You know your mules and should they let that bear in past their area so as to get near your pigs, the one dog you have now would alert you. (I really doubt your one dog would try and take on a bear. OMG my Karakachan would; but she would be foolish to do so.) If your "inner" pen where your pigs are is the 20 acres, then I still think you need 2 LGDs in there. And I would get them both similar in age. (I'm also quite biased in that I have no doubt a pup needs another "dog" to learn to play fight with. So this is something you really need to consider.) They could not kill the bear could at least keep each other from getting killed while you had time to get out there with your gun.


----------



## Muleman (Nov 8, 2013)

I put off the idea of 2 at least for now. She was doing fine and seemed content until the last few weeks. I moved all of my mules to the new property, but it is not quite ready for the pigs (need more fencing) I enlarged the area the pigs was in here at home and there are quite a few more fences and gates and such. Once I let them into the larger area, she has decided she wants to leave and play with our other dog out in the yard more. She has grown physically so now she can climb better and has managed to find her way through some of the bigger openings in the gates and dug under a low spot in the fence. I have since zip tied a stick top her collar and she is staying in for now. I am a bit disappointed as she seemed content with her pigs before. She still is quite social with them and plays with them, but seems to get bored? Anyway, I have put off getting another, until I am sure she is trained properly to stay where she is needed. I am not sure having two at this point would not make the matter worse?


----------



## Maura (Jun 6, 2004)

All of the dogs need to get along.
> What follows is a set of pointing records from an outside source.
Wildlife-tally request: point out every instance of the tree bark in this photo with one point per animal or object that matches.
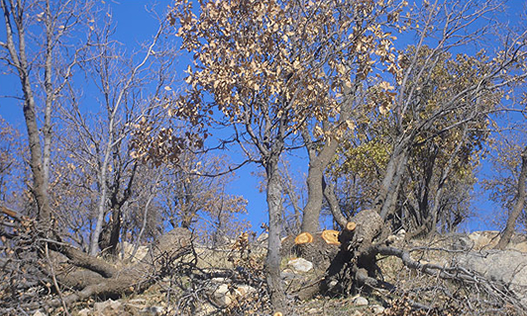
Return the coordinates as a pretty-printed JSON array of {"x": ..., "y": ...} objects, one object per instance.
[
  {"x": 331, "y": 198},
  {"x": 386, "y": 201},
  {"x": 274, "y": 203},
  {"x": 518, "y": 207},
  {"x": 315, "y": 189},
  {"x": 19, "y": 60}
]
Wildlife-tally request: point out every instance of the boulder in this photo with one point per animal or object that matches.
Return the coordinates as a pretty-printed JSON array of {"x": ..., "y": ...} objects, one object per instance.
[{"x": 507, "y": 268}]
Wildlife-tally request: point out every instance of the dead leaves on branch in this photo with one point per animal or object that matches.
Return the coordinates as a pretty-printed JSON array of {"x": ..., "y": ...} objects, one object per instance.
[{"x": 286, "y": 59}]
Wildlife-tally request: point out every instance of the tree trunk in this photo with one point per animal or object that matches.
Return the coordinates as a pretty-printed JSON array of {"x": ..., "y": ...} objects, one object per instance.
[
  {"x": 315, "y": 189},
  {"x": 386, "y": 201},
  {"x": 274, "y": 203},
  {"x": 310, "y": 220},
  {"x": 518, "y": 207},
  {"x": 19, "y": 60},
  {"x": 331, "y": 198}
]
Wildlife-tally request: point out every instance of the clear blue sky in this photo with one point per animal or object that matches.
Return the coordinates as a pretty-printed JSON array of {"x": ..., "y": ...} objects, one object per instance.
[{"x": 135, "y": 25}]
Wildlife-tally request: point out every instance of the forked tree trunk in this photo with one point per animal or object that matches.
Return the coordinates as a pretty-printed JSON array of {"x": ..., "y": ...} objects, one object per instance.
[
  {"x": 315, "y": 188},
  {"x": 518, "y": 207}
]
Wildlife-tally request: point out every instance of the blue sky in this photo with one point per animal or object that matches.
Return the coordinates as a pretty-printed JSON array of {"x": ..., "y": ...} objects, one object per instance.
[{"x": 135, "y": 25}]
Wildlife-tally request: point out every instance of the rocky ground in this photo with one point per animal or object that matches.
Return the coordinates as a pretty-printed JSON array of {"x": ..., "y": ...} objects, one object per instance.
[{"x": 238, "y": 286}]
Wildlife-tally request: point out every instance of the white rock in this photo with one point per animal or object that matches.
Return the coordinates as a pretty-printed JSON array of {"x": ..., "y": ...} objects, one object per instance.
[
  {"x": 221, "y": 295},
  {"x": 84, "y": 312},
  {"x": 245, "y": 290},
  {"x": 377, "y": 309},
  {"x": 300, "y": 265},
  {"x": 109, "y": 304},
  {"x": 153, "y": 311},
  {"x": 360, "y": 301}
]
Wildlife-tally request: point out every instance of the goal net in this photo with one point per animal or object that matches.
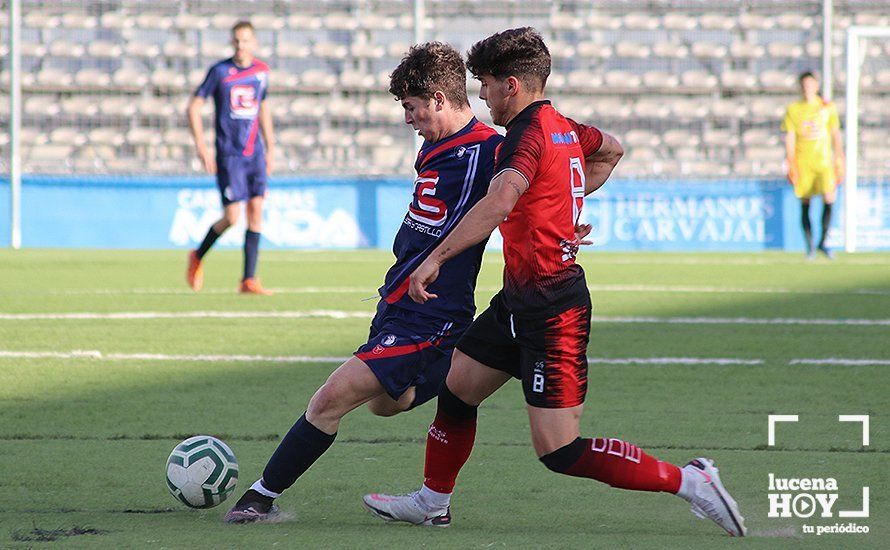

Just because she wants to hang with the other dog doesn&#8217;t mean she won&#8217;t protect the pigs. When you are out and about let her out to scout around and play with the other dog.


----------



## Muleman (Nov 8, 2013)

Funny thing is she still does not run out the gate when we go in to feed or when we go out. She mulls around and is interested in what we are doing and what the pigs are doing (to the point she will eat very little) this is when we feed her, when we feed the pigs, most times the pigs finish up her feed as she is too busy doing other stuff. She does not attempt to get out of the pig pasture until we are gone and most times when we are inside (we are outside most of the day) Our Retriever will go in the pig pen sometimes when we feed, but she is old and really does not seem to happy with the idea of the young dog jumping all over her (too old to play much anymore). I still want to get another one. I think I will just wait a bit till this one is over the puppy stage and settles down a bit maybe??


----------